在 C# 中使用 iTextSharp 读取 pdf 内容 [英] Reading pdf content using iTextSharp in C#

查看:172
本文介绍了在 C# 中使用 iTextSharp 读取 pdf 内容的处理方法,对大家解决问题具有一定的参考价值,需要的朋友们下面随着小编来一起学习吧!

问题描述

我使用此代码使用 iTextSharp 读取 pdf 内容.当内容是英语时它工作正常,但当内容是波斯语或阿拉伯语时它不起作用
结果是这样的:
这里是用于测试的示例非英语 PDF.

I use this code to read pdf content using iTextSharp. it works fine when content is english but it doesn't work whene content is Persian or Arabic
Result is something like this :
Here is sample non-English PDF for test.

َٛنا ÙÙ"ب٘طث یؿیٛ٘ زؾا ÙÙ›ÙØÙ" Ù‚Ù›Ù…ØÛŒÙ"بٕس © Karl Seguin foppersian.codeplex.comwww.codebetter.com 1 1 ÙÙ"ب٘طث َٛنا یؿیٛÙ~

َٛنا ÙÙ"ب٘طث یؿیٛ٘ زؾا ÙÙ›ÙØ­Ù" قٛمح ÛŒÙ"بٕس © Karl Seguin foppersian.codeplex.com www.codebetter.com 1 1 ÙÙ"ب٘طث َٛنا یؿیٛ٘

همانرب لوصا یسیون  مرن دیلوت رتهب رازÙا

解决办法是什么?

  public string ReadPdfFile(string fileName)
        {
            StringBuilder text = new StringBuilder();

            if (File.Exists(fileName))
            {
                PdfReader pdfReader = new PdfReader(fileName);

                for (int page = 1; page <= pdfReader.NumberOfPages; page++)
                {
                    ITextExtractionStrategy strategy = new SimpleTextExtractionStrategy();
                    string currentText = PdfTextExtractor.GetTextFromPage(pdfReader, page, strategy);

                    currentText = Encoding.UTF8.GetString(Encoding.Convert(Encoding.Default, Encoding.UTF8, Encoding.UTF8.GetBytes(currentText)));
                    text.Append(currentText);
                    pdfReader.Close();
                }
            }
            return text.ToString();
        }

推荐答案

在 .Net 中,一旦你有了一个字符串,你就有了一个字符串,它是 Unicode,总是强>.实际的内存中实现是 UTF-16,但这并不重要.永远永远不要将字符串分解为字节并尝试将其重新解释为不同的编码并将其作为字符串重新解释,因为这没有意义并且几乎总是会失败.

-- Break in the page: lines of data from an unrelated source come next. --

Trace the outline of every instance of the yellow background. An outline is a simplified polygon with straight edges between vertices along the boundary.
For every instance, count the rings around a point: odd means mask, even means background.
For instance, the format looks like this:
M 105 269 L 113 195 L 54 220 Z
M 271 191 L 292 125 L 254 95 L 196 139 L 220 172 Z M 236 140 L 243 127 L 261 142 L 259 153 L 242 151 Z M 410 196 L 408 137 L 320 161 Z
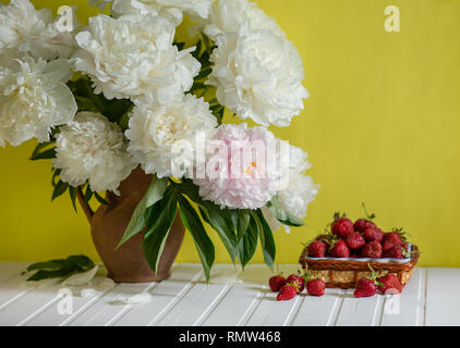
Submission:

In .Net, once you have a string, you have a string, and it is Unicode, always. The actual in-memory implementation is UTF-16 but that doesn't matter. Never, ever, ever decompose the string into bytes and try to reinterpret it as a different encoding and slap it back as a string because that doesn't make sense and will almost always fail.

你的问题是这一行:

currentText = Encoding.UTF8.GetString(Encoding.Convert(Encoding.Default, Encoding.UTF8, Encoding.UTF8.GetBytes(currentText)));

我将把它分成几行来说明:

I'm going to pull it apart into a couple of lines to illustrate:

byte[] bytes = Encoding.UTF8.GetBytes("ی"); //bytes now holds 0xDB8C
byte[] converted = Encoding.Convert(Encoding.Default, Encoding.UTF8, bytes);//converted now holds 0xC39BC592
string final = Encoding.UTF8.GetString(converted);//final now holds ی

该代码会混淆 127 ASCII 以上的任何内容.删除重新编码行,你应该会很好.

The code will mix up anything above the 127 ASCII barrier. Drop the re-encoding line and you should be good.

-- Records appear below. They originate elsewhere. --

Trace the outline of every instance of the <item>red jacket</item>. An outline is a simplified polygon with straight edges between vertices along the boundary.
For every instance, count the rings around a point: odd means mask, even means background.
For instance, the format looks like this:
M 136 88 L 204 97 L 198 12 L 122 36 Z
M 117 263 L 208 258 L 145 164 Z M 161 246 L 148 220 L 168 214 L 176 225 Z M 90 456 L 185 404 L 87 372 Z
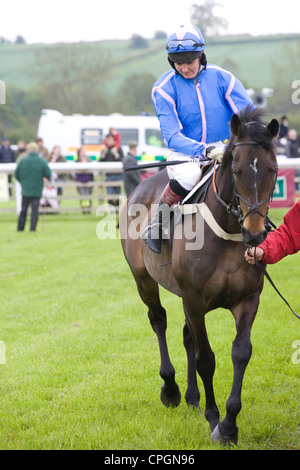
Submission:
M 265 252 L 261 260 L 264 264 L 277 263 L 300 250 L 300 200 L 287 212 L 284 222 L 274 232 L 270 232 L 259 247 Z

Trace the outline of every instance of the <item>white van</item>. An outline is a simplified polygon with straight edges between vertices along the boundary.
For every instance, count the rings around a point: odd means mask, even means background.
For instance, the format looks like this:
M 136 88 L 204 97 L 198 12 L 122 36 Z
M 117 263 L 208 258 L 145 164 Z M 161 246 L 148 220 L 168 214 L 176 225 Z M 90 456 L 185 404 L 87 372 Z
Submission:
M 124 155 L 128 151 L 128 143 L 132 140 L 138 143 L 138 158 L 141 160 L 163 160 L 168 155 L 156 116 L 64 116 L 59 111 L 43 109 L 37 136 L 43 139 L 49 152 L 55 145 L 59 145 L 67 160 L 76 158 L 79 147 L 84 147 L 87 155 L 97 160 L 111 127 L 121 134 Z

旁注,完全有可能创建字符串的任何东西都做错了,这实际上并不少见.但是你需要在之前解决这个问题,它变成一个string,在byte级别.

Side-note, it is totally possible that whatever creates a string does it incorrectly, that's not too uncommon actually. But you need to fix that problem before it becomes a string, at the byte level.

编辑

除了应该删除一行之外,代码应该与上面的完全相同.此外,无论您使用什么来显示文本,请确保它支持 Unicode.另外,正如@kuujinbo 所说,请确保您使用的是最新版本的 iTextSharp.我用 5.2.0.0 对此进行了测试.

The code should be the exact same as yours above except that one line should be removed. Also, whatever you're using to display the text in, make sure that it supports Unicode. Also, as @kuujinbo said, make sure that you're using a recent version of iTextSharp. I tested this with 5.2.0.0.

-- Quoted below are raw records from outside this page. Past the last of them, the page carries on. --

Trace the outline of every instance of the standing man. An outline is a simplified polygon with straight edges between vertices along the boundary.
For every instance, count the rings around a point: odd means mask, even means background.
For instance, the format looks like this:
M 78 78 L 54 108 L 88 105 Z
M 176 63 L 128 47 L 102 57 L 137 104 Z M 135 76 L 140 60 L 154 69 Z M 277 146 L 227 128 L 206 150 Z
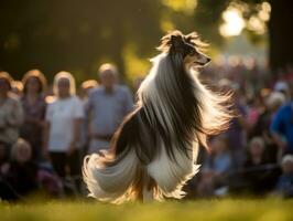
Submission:
M 91 90 L 89 94 L 86 106 L 89 154 L 109 148 L 113 133 L 133 107 L 129 90 L 117 84 L 117 75 L 118 71 L 112 64 L 102 64 L 99 69 L 100 86 Z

    public string ReadPdfFile(string fileName) {
        StringBuilder text = new StringBuilder();

        if (File.Exists(fileName)) {
            PdfReader pdfReader = new PdfReader(fileName);

            for (int page = 1; page <= pdfReader.NumberOfPages; page++) {
                ITextExtractionStrategy strategy = new SimpleTextExtractionStrategy();
                string currentText = PdfTextExtractor.GetTextFromPage(pdfReader, page, strategy);

                text.Append(currentText);
            }
            pdfReader.Close();
        }
        return text.ToString();
    }

编辑 2

上面的代码修复了编码问题,但没有修复字符串本身的顺序.不幸的是,这个问题似乎出在 PDF 级别本身.

The above code fixes the encoding issue but doesn't fix the order of the strings themselves. Unfortunately this problem appears to be at the PDF level itself.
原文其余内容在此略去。